Pirro, a popular Republican in an increasingly Democratic county, won three terms as district attorney. But her political career was probably stunted by her husband, attorney Albert Pirro, who acknowledged he fathered a child with another woman and was convicted in 2000 of tax evasion and conspiracy after an embarrassing trial that laid out the couple's lavish lifestyle. She won a third term as district attorney while he was imprisoned.
After leaving office in 2005, Jeanine Pirro announced she would challenge Clinton for a U.S. Senate seat. In declaring her candidacy, however, Pirro misplaced a page of her speech and went silent for 32 seconds. The campaign did not recover, and she gave up after two months, running instead for state attorney general. She lost to current Gov. Andrew Cuomo.
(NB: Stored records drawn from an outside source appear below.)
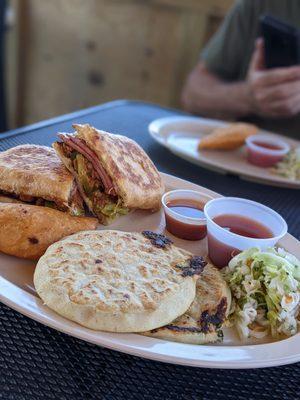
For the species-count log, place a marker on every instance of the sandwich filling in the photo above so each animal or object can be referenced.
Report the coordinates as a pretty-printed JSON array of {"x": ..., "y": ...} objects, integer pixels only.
[
  {"x": 74, "y": 206},
  {"x": 93, "y": 181}
]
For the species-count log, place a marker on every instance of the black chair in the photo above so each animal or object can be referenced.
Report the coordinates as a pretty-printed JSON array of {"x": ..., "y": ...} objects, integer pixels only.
[{"x": 3, "y": 125}]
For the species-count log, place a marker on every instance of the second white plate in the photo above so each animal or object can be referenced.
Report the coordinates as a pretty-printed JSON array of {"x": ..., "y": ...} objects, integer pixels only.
[{"x": 181, "y": 135}]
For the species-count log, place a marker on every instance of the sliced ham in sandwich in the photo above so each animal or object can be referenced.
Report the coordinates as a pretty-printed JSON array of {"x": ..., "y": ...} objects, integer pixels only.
[{"x": 113, "y": 173}]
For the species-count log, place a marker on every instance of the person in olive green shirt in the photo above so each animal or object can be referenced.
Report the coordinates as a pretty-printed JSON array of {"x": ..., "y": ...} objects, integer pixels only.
[{"x": 231, "y": 82}]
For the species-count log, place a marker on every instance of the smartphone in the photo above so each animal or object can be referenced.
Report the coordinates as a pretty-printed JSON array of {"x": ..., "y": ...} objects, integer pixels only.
[{"x": 282, "y": 42}]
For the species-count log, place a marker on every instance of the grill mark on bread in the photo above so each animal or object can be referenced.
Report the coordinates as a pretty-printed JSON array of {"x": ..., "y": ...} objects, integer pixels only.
[
  {"x": 33, "y": 240},
  {"x": 157, "y": 239},
  {"x": 216, "y": 319},
  {"x": 176, "y": 328},
  {"x": 195, "y": 267}
]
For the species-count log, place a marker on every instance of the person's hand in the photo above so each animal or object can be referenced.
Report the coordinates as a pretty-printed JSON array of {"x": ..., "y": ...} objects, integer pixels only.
[{"x": 273, "y": 92}]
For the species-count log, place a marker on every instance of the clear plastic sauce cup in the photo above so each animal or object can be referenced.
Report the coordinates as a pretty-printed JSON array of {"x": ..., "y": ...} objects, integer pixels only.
[
  {"x": 223, "y": 244},
  {"x": 180, "y": 225}
]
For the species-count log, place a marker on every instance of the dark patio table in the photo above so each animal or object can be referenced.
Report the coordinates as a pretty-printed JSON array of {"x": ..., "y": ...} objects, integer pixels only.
[{"x": 37, "y": 362}]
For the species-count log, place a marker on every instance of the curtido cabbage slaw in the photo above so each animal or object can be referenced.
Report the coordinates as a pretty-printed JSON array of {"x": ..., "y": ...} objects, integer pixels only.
[
  {"x": 266, "y": 290},
  {"x": 289, "y": 167}
]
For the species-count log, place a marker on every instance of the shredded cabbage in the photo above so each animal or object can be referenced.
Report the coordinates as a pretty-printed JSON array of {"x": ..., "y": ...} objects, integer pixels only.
[
  {"x": 266, "y": 290},
  {"x": 289, "y": 167}
]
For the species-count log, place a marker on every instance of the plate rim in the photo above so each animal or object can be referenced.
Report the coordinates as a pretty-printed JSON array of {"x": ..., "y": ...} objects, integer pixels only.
[
  {"x": 156, "y": 125},
  {"x": 33, "y": 308}
]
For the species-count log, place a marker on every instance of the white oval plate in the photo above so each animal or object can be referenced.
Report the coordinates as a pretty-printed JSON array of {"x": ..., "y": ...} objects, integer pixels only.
[
  {"x": 181, "y": 136},
  {"x": 17, "y": 291}
]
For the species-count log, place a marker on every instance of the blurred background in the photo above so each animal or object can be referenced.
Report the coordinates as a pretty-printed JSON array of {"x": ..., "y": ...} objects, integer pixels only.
[{"x": 59, "y": 56}]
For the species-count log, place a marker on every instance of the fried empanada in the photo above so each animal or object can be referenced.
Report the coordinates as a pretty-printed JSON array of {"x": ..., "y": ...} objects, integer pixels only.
[
  {"x": 27, "y": 231},
  {"x": 229, "y": 137}
]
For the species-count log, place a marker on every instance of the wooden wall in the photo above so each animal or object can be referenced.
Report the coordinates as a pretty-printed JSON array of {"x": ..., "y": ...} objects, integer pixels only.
[{"x": 77, "y": 53}]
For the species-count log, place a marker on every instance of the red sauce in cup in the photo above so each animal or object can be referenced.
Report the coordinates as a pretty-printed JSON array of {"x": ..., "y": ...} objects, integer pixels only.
[
  {"x": 186, "y": 230},
  {"x": 220, "y": 253}
]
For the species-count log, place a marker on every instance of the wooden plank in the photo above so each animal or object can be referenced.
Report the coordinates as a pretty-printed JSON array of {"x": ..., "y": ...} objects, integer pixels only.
[{"x": 77, "y": 53}]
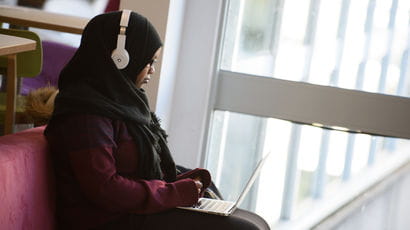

In 2006, Pirro tearfully announced she was being investigated by federal agents over a plan — which she said she never implemented — to secretly record her husband, whom she suspected of having an affair. She was never charged.
The Pirros divorced in 2013. They have two grown children.
When Pirro, 63, attended Durst's bail hearing in New Orleans last week, defense attorney Dick DeGuerin told the judge that Pirro was a potential witness, and on Wednesday, the defense asked the judge to subpoena her. DeGuerin said he thinks "she's being untruthful" when she says she planned to interview Berman before she was killed.
Ellen Strauss, a longtime friend of Kathie Durst, said Thursday that she had tried but failed to get Pirro to see Berman and that Pirro is engaging in "historical revisionism" on the subject of Berman. Pirro issued a statement saying, "This is about establishing the guilt of Robert Durst. Any collateral issues serve only to cloud that fact."
Pirro said she thinks Durst cooperated with "The Jinx," which seemed to uncover new evidence against him, because, "It's all about Robert Durst wanting attention. I think he's a devil and he likes to dance on the edge of a cliff and say, 'Look at me, look at me,' and his money has always gotten him out of things."
She said that when she saw Durst shackled in the New Orleans courtroom, "I said to myself, 'This is where he deserves to be and this is how he deserves to be treated.'"
DeGuerin told the AP, "That's her opinion."